Asia Matters logo

Preserving Harmonious Living in Washington’s Japanese Gulch


The City of Mukilteo, Washington recently signed an agreement with the Metropolitan Creditors Trust to purchase 98 acres of land in Japanese Gulch for $5.4 million according to Forterra. This agreement will preserve a place that is unique in America’s Asian history.

Japanese Gulch was once home to a community of Japanese immigrants living harmoniously with local Americans for two generations in the early 20th century.

The booming lumber industry and establishment of the Crown Lumber Company in 1903 encouraged heavy immigration to Mukilteo. Lumber mills attracted lumber workers from around the country and around the world, particularly from Japan. Japanese immigrants in the nearby logging community, Darrington were met with hostility and even gunfire as they were considered to be cheap labor, threatening the jobs of local residents.
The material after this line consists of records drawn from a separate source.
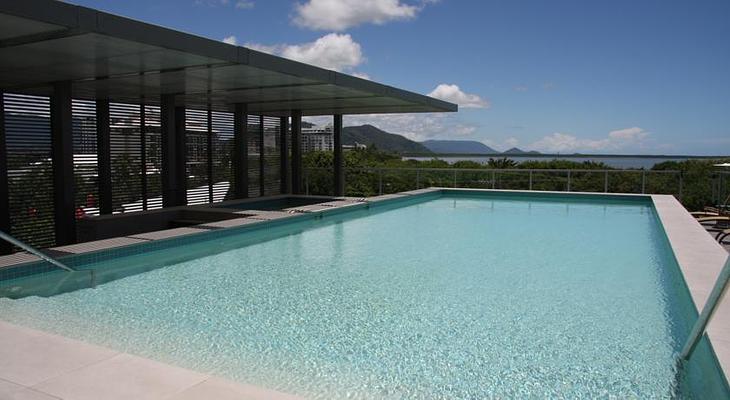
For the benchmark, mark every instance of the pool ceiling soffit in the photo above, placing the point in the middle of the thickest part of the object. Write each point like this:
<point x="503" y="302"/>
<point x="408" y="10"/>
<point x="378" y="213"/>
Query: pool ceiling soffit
<point x="115" y="58"/>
But the substantial labor shortage in the Mukilteo area led the local community to accept their Japanese neighbors, marking the beginning of a harmonious multi-racial lifestyle in the area, as described by HistoryLink.
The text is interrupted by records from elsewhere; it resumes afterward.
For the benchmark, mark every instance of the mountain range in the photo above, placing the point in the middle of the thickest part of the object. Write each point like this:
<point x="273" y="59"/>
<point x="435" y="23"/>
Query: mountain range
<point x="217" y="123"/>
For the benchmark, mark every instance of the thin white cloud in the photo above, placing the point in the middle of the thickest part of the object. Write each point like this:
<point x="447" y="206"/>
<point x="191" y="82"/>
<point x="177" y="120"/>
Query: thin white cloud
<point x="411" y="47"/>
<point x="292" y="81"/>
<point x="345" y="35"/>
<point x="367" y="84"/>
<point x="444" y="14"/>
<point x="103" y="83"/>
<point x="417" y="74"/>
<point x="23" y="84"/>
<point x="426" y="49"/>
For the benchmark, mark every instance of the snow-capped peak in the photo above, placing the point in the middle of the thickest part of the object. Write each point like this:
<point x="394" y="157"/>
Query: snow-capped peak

What followed was cultural exchange including language, food, and the arts. The residential area east of the mill provided for the workers and their families became known as Japanese Gulch which still retains a heavy presence of Japanese culture and artifacts. It was here that Japanese immigrants became Japanese Americans and local Americans connected to Japanese culture.

The Crown Lumber mill closed in 1930 with beginning of the Great Depression, forcing the resident Japanese workers to find work elsewhere.

This newly established agreement thus aims to preserve the rich heritage and natural environment of Japanese Gulch. With a $3.3 million dollar grant from the Snohomish County Conservation Futures Program, the area will harbor a variety of wildlife in its natural environment and also preserve the cultural significance of the Japanese-Americans who resided in the area.

Tim Su is a University of Sydney intern at the East-West Center in Washington.